A man who was arrested at a 2018 traffic stop after 18 pounds of methamphetamine were discovered in the car he was driving from California to Georgia was sentenced Thursday to five years and 10 months in prison by U.S. District Judge Billy Roy Wilson in Little Rock.

Marcelino Gonzalez, a South Carolina resident, and a companion, Jamileth Caceres, from Georgia, were stopped on Interstate 40 near Lonoke on Sept. 18, 2018, by Arkansas State Police Trooper Josh Elmore, who arrested the pair after a search of Caceres' car turned up 18 bundles of methamphetamine, weighing a pound each, hidden in the trunk in both fender wells.

According to a probable-cause affidavit filed Sept. 20, 2018, in federal court, Elmore observed a 2013 Ford Fusion with a Georgia license plate on Interstate 40 following a tractor-trailer rig too closely. He pulled the driver over when the car drifted over the white fog line, the affidavit said.

Caceres, in the passenger seat, told Elmore that Gonzalez, the driver, did not speak English, and she said the two were returning to Georgia from a three-day visit with a friend in Arizona, but was unable to tell him the city they traveled to or the friend's name.

After the methamphetamine was discovered, Caceres told police that the pair had gone to Arizona to visit with Gonzalez's cousin, who was in Mexicali, Mexico, and was trying to cross into the U.S. illegally, the affidavit said. But then she said that the two had traveled to Long Beach, Calif,. where two men picked up the car and left it in a supermarket parking lot four hours later. She said the two were on their way back to Georgia when Elmore pulled them over.

In August 2020, Caceres' case was transferred to the Southern District of Ohio, where she was sentenced to nine years in federal prison on Feb. 2.

On March 30, in federal court in Little Rock, Gonzalez pleaded guilty to one count of aiding and abetting possession of methamphetamine with intent to deliver, for which the statutory sentence ranges from 10 years to life in prison and five years to life on supervised release.

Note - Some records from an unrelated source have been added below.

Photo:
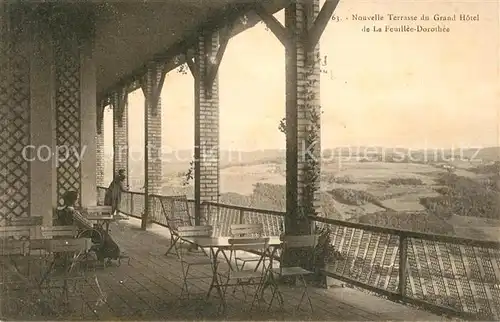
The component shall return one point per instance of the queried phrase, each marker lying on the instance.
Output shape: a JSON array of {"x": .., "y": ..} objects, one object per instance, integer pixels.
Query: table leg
[{"x": 215, "y": 278}]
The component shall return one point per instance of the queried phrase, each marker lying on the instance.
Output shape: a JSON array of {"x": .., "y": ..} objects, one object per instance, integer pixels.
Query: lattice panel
[
  {"x": 68, "y": 118},
  {"x": 14, "y": 134}
]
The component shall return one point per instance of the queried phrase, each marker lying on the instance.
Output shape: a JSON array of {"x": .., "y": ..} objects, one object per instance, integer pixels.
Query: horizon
[{"x": 378, "y": 90}]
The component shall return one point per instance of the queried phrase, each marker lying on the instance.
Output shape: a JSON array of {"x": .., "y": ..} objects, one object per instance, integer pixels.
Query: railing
[{"x": 444, "y": 274}]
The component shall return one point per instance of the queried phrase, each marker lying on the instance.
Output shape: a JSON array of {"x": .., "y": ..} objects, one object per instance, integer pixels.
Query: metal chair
[
  {"x": 176, "y": 217},
  {"x": 252, "y": 277},
  {"x": 306, "y": 242},
  {"x": 247, "y": 230},
  {"x": 192, "y": 260},
  {"x": 68, "y": 274}
]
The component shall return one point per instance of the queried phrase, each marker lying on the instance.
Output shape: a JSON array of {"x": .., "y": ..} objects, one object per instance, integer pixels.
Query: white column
[
  {"x": 42, "y": 168},
  {"x": 88, "y": 130}
]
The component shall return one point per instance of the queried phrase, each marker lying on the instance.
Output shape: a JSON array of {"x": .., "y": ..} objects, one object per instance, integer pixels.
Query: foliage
[{"x": 312, "y": 166}]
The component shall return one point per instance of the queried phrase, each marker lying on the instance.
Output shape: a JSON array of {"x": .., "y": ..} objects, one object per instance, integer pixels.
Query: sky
[{"x": 418, "y": 90}]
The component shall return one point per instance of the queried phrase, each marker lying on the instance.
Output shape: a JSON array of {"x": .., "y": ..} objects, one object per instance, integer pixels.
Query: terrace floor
[{"x": 148, "y": 289}]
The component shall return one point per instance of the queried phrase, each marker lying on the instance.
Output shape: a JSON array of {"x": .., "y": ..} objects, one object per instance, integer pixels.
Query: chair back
[
  {"x": 26, "y": 221},
  {"x": 246, "y": 230},
  {"x": 249, "y": 243},
  {"x": 195, "y": 231},
  {"x": 13, "y": 232}
]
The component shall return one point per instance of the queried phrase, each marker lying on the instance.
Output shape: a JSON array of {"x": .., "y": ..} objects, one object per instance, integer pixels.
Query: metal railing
[{"x": 444, "y": 274}]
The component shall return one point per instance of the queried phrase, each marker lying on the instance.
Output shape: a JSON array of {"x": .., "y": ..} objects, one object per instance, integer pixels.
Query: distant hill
[{"x": 178, "y": 161}]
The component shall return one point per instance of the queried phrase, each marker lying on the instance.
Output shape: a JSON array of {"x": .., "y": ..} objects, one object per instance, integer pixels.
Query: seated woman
[{"x": 67, "y": 215}]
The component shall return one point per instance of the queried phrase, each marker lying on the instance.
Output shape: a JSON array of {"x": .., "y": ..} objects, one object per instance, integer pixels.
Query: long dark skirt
[{"x": 104, "y": 246}]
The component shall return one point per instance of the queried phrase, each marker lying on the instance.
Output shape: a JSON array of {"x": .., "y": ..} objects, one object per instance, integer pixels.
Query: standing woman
[{"x": 113, "y": 195}]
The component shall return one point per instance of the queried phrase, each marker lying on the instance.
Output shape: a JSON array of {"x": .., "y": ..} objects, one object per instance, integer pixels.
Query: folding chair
[
  {"x": 25, "y": 221},
  {"x": 188, "y": 261},
  {"x": 246, "y": 230},
  {"x": 245, "y": 277},
  {"x": 305, "y": 242},
  {"x": 175, "y": 217},
  {"x": 70, "y": 249}
]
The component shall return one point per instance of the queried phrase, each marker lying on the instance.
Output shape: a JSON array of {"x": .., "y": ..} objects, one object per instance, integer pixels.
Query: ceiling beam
[{"x": 230, "y": 15}]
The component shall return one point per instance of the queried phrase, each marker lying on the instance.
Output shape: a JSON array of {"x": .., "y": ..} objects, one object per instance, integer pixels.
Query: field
[
  {"x": 401, "y": 194},
  {"x": 381, "y": 193}
]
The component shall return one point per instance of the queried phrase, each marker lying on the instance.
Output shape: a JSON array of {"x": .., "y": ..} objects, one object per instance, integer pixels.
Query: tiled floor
[{"x": 149, "y": 289}]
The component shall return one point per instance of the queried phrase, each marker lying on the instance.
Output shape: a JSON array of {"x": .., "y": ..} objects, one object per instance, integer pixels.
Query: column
[
  {"x": 120, "y": 132},
  {"x": 88, "y": 125},
  {"x": 42, "y": 170},
  {"x": 151, "y": 87},
  {"x": 100, "y": 145},
  {"x": 303, "y": 148},
  {"x": 206, "y": 179}
]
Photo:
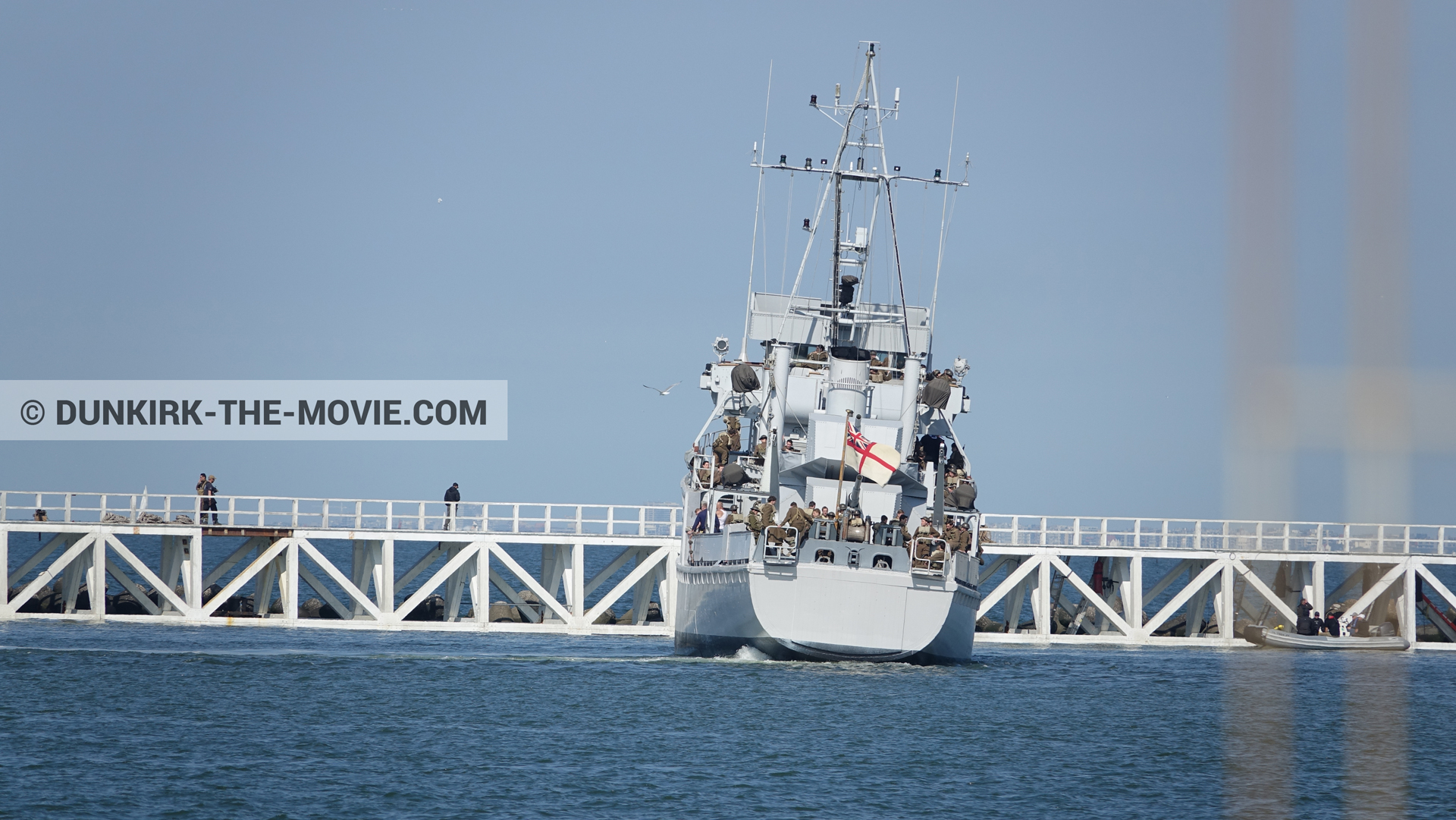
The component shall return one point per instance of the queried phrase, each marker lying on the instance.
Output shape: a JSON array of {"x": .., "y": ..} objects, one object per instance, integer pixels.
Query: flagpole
[{"x": 843, "y": 454}]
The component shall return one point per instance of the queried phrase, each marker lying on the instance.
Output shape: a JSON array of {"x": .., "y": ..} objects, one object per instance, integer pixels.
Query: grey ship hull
[{"x": 826, "y": 612}]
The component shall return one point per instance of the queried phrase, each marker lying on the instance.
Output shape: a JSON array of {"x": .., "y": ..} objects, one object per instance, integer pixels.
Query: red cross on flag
[{"x": 877, "y": 462}]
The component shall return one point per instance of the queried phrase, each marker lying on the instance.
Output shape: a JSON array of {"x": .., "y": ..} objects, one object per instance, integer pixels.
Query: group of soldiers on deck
[{"x": 762, "y": 520}]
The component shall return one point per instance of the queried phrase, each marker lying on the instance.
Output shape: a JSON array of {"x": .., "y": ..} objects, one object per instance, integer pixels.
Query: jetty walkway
[{"x": 379, "y": 564}]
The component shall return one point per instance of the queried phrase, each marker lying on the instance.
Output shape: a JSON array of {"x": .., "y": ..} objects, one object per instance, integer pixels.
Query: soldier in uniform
[
  {"x": 797, "y": 517},
  {"x": 925, "y": 530},
  {"x": 767, "y": 510},
  {"x": 721, "y": 448},
  {"x": 791, "y": 519},
  {"x": 734, "y": 517},
  {"x": 756, "y": 522},
  {"x": 877, "y": 376}
]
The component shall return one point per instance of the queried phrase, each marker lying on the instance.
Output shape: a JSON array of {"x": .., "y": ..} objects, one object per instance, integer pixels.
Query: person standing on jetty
[
  {"x": 452, "y": 503},
  {"x": 210, "y": 497}
]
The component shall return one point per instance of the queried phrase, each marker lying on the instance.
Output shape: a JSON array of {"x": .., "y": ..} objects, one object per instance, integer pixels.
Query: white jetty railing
[
  {"x": 277, "y": 546},
  {"x": 1085, "y": 580},
  {"x": 262, "y": 511},
  {"x": 1250, "y": 571}
]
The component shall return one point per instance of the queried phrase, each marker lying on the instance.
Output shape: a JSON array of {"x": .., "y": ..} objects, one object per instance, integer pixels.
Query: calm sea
[{"x": 145, "y": 721}]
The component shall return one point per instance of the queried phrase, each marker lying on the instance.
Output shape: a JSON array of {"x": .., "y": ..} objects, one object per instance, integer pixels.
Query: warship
[{"x": 845, "y": 413}]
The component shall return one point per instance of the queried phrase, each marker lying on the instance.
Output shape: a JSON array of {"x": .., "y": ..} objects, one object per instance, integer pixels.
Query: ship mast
[{"x": 865, "y": 104}]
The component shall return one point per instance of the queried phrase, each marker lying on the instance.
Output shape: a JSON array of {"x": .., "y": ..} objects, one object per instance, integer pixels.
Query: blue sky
[{"x": 560, "y": 196}]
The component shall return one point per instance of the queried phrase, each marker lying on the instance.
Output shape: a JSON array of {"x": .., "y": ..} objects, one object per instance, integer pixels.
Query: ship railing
[
  {"x": 1232, "y": 536},
  {"x": 924, "y": 561},
  {"x": 786, "y": 552},
  {"x": 261, "y": 511}
]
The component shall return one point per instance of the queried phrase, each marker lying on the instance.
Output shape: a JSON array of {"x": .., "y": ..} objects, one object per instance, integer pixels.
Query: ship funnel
[{"x": 848, "y": 386}]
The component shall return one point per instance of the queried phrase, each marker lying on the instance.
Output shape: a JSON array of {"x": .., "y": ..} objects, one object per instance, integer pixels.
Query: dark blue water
[{"x": 143, "y": 721}]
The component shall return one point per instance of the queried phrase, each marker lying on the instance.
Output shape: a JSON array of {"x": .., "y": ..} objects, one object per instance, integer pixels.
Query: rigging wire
[{"x": 788, "y": 220}]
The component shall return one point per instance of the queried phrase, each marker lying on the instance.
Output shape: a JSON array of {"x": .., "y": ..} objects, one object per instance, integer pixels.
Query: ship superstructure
[{"x": 842, "y": 378}]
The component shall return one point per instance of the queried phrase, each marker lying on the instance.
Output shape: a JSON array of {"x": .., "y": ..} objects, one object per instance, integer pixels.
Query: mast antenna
[
  {"x": 758, "y": 203},
  {"x": 946, "y": 201}
]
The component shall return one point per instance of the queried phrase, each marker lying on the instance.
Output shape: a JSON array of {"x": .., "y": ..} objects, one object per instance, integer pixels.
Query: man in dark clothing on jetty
[
  {"x": 452, "y": 503},
  {"x": 1305, "y": 625}
]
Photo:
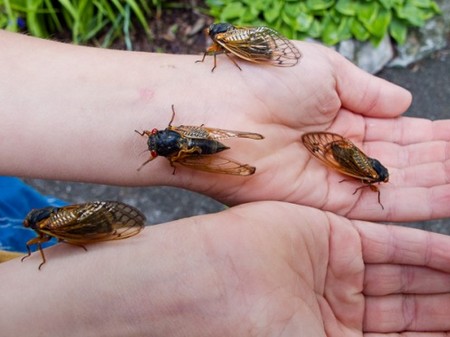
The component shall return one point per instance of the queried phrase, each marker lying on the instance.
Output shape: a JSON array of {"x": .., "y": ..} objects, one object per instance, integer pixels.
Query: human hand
[
  {"x": 326, "y": 92},
  {"x": 80, "y": 126},
  {"x": 259, "y": 269}
]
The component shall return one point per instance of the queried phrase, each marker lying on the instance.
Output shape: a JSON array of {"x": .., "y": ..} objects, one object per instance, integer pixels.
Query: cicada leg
[
  {"x": 37, "y": 241},
  {"x": 373, "y": 188},
  {"x": 182, "y": 153}
]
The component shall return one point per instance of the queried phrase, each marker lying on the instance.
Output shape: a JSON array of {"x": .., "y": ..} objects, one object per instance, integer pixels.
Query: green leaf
[
  {"x": 380, "y": 26},
  {"x": 315, "y": 30},
  {"x": 411, "y": 14},
  {"x": 387, "y": 4},
  {"x": 398, "y": 31},
  {"x": 367, "y": 12},
  {"x": 317, "y": 5},
  {"x": 232, "y": 10},
  {"x": 359, "y": 31},
  {"x": 303, "y": 22},
  {"x": 346, "y": 7},
  {"x": 334, "y": 33},
  {"x": 273, "y": 12}
]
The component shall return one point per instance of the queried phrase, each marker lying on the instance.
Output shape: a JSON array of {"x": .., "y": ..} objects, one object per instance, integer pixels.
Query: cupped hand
[
  {"x": 258, "y": 269},
  {"x": 325, "y": 92}
]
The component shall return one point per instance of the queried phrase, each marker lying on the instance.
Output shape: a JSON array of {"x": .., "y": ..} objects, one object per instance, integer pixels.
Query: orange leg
[{"x": 37, "y": 241}]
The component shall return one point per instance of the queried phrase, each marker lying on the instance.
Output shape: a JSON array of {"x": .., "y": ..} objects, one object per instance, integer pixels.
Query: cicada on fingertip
[
  {"x": 342, "y": 155},
  {"x": 255, "y": 44},
  {"x": 196, "y": 147},
  {"x": 82, "y": 224}
]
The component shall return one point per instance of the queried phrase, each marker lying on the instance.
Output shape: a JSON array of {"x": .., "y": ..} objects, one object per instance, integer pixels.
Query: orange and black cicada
[
  {"x": 342, "y": 155},
  {"x": 254, "y": 44},
  {"x": 83, "y": 223},
  {"x": 195, "y": 147}
]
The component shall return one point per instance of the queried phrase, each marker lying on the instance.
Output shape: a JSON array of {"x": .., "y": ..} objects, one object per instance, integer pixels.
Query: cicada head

Speaking through an interpreter, Gonzalez told Wilson that he was satisfied with his attorney, Tamera Lee Deaver from the federal public defenders office in Little Rock, and that he did not wish to withdraw his guilty plea.

Noting Gonzalez's total offense level of 27, criminal history score of zero, and criminal history category of 1, Wilson said the sentencing range under U.S. guidelines for the offense ranged from 70 to 87 months in prison and two to five years of supervised release.

Deaver, arguing on behalf of her client, told Wilson that the factors surrounding Gonzalez's offense justified a sentence at the lower end of the guideline range.

"He has no criminal history and he was a minor participant so we feel that a low-end guideline sentence is appropriate in this case," she said. "We do have an additional request that the court not impose a period of supervised release."

"You think I ought to give him 70 months?" Wilson asked.

"We feel that would be appropriate, your honor," Deaver replied.

"What says the prosecution, you object to that?" Wilson asked Assistant U.S. Attorney Cameron McCree.

"No, your honor," McCree said.

"All right," Wilson said, "that's what I'll give him."

In addition to the 70-month sentence, Wilson recommended that Gonzalez participate in substance-abuse treatment while in prison and he also imposed five years of supervision after the prison term.